Да. Не до смеху — хотя подчас кажется: автор только и думает о том, как бы нас поболее развеселить. Испытаннейшие средства комедии, надежнейшие приемы фарса и водевиля, те, которые хоть кого заставят расхохотаться, будь ты простоват или высоколоб, они с жесткой, назойливой демонстративностью обнажают полное свое бессилие на сей раз. Они работают на полном ходу, трудятся изо всех сил, тормошат и щекочут наше чувство юмора — и не срабатывают. Как в позднем фильме Чаплина.
Одно из самых безотказных и оттого любимых актерами мест в «Свадьбе Кречинского» — финал первого акта. Именно то, где Михайло Васильевич берет приступом сердце старика Муромского с помощью злополучного тирольского бычка.
— Да ведь она того… нежна очень… — говорит Петр Константинович, уже сдавшись и споря лишь по вопросу хозяйственному, все о той же тирольской породе.
— Нет, не нежна, — как настоящий знаток, возражает Кречинский, на правах признанного жениха целуя у Лидочки руки.
— Право, нежна, — размягченно упрямится старик.
И в эту-то минуту является непрошеный Нелькин.
— Что? что это? — не может он понять происходящего, подозревая бог знает что (впрочем, не без основания). — Кто нежна?
И Кречинский с медлительным сладострастием победителя оборачивается к поверженному сопернику. Оборачивается, чтобы произнести…
Впрочем, повременим с его ответом.
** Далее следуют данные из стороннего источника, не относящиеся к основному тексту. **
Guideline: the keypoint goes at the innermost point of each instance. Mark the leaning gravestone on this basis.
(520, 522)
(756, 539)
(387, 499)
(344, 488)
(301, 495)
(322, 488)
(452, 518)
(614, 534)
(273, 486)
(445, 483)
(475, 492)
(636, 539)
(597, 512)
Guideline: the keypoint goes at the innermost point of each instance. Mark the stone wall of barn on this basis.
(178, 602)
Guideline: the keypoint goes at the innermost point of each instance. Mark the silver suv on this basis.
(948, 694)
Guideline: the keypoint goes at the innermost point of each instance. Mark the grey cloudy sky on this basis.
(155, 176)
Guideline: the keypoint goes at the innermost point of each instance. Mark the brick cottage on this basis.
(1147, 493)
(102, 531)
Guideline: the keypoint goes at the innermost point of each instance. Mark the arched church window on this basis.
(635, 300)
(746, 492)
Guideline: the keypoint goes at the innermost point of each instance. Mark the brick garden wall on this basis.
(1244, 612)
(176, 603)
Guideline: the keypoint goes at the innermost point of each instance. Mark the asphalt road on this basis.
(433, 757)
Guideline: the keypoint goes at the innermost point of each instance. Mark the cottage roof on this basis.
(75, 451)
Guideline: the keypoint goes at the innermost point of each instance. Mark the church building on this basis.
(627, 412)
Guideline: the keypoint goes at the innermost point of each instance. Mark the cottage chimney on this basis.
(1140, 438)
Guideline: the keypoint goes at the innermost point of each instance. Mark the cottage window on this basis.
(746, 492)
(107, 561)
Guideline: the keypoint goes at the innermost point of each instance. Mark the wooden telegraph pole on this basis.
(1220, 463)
Оттянем удовольствие — хотя бы для одних тех, кто ответ запамятовал. Приведем отрывок из воспоминаний не раз цитировавшегося нами Власа Михайловича Дорошевича, где он, сам бывший актер-любитель, рассказывает, как проходил с ними, с юнцами, свою коронную роль знаменитый Далматов:
«— Кречинский! У вас в руках шапокляк. Подождите, не раскрывайте. Вы подходите к двери. Нажимаете донышко двумя пальцами. Пам! И ушли. Сделайте!
— Реквизитор! Чтобы был подпиленный кий! Вы играли с Лидочкой на бильярде. Вы входите. В левой руке кий. Вы останавливаетесь. Берете кий и правой. Держите перед собой. Словно инстинктивно готовитесь защищаться. Поднимаете слегка правое колено. Р-раз! Кий пополам! — «Сэр-валэ-э-сь!» Обе половины кия в правую руку. Бросаете вместе в угол. Шаг вперед. Сделайте!»